For UK buyers in regulated sectors this is sharper still. An agent making representations about price, eligibility, or terms is making representations the business is accountable for. Consumer protection rules do not care that a model produced the figure. The Advertising Standards Authority does not accept "the chatbot did it" as a defence for a misleading price. If your outbound agent can state a number, you have to be able to show the gate that number passed through. "We honoured the mistake" is a one-off. "We can prove no out-of-band price ever leaves the system" is a control.

§5The one-person-shop version

I run an eight-agent fleet solo, and the temptation to skip the verifier is strongest when you are small, because every gate is code you have to write and maintain. The discipline that keeps it sane is treating send() to any external party as a privileged operation, the same way you would treat a database write or a payment. You do not let any agent reach it directly. The agent produces a draft. A separate, dumb, deterministic check decides whether the draft is allowed out. The model never holds the authority to dispatch. It only holds the authority to propose.

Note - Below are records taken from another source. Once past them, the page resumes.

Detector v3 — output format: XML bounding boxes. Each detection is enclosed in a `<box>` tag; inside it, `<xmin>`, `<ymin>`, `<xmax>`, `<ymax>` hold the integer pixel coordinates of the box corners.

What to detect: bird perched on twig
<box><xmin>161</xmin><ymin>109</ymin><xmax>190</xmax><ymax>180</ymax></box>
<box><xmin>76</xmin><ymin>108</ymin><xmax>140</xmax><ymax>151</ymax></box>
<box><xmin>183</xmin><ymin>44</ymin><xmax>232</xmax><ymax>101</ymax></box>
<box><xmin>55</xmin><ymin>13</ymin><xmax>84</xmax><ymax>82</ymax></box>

That separation is cheap to build and it is the difference between an agent that can embarrass you once and an agent that can sign contracts on your behalf at scale. The dealer was lucky. The number was low, the car was one car, and the internet found it endearing. Build as if the next mispriced figure is a fleet of forty and the channel is one you cannot delete.

§6The honest takeaway

What builders get wrong here is the diagnosis. They will reach for a better model, a stricter prompt, a sterner system message telling the bot not to make up prices. All of that is asking the probabilistic layer to police itself, which is exactly the thing it cannot reliably do. The fix is not upstream in the model. It is downstream at the boundary. Put a deterministic verifier on the send() call, give it the human-maintained source of truth, and let it refuse. The chatbot can be as creative as it likes right up until the moment it tries to leave the building.

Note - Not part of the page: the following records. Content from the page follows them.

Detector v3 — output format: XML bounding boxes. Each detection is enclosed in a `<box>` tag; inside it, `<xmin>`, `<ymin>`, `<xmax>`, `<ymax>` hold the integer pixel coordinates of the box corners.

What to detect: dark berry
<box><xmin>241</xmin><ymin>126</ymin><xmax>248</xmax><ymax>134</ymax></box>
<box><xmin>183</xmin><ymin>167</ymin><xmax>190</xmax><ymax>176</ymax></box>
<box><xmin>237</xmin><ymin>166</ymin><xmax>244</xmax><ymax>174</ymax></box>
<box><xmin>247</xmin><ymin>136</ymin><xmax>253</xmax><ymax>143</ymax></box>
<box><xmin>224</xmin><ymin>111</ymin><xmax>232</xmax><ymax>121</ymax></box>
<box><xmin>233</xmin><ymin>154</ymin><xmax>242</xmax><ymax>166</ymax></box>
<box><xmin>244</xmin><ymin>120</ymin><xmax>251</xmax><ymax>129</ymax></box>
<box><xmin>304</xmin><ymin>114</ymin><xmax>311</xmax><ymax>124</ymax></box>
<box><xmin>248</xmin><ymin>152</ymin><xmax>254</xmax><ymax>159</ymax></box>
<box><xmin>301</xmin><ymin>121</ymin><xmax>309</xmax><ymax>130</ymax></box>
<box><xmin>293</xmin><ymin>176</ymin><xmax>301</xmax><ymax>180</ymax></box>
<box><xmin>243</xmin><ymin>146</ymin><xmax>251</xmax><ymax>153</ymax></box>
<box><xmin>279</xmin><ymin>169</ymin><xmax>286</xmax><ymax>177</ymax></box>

Methodology note. We picked this because it is the cleanest possible illustration of a control gap dressed as a customer-service heartwarmer. A dealer honouring a chatbot's mispriced BMW X3 is funny, but the Workloft angle is the missing pre-send verifier, not the misbehaving model. Running an eight-agent fleet for regulated UK buyers, every outbound message that states a price or a term is a liability surface, and the only reliable control sits at the send() boundary, not inside the prompt. The lesson is portable to anyone whose agent can say something a third party will act on.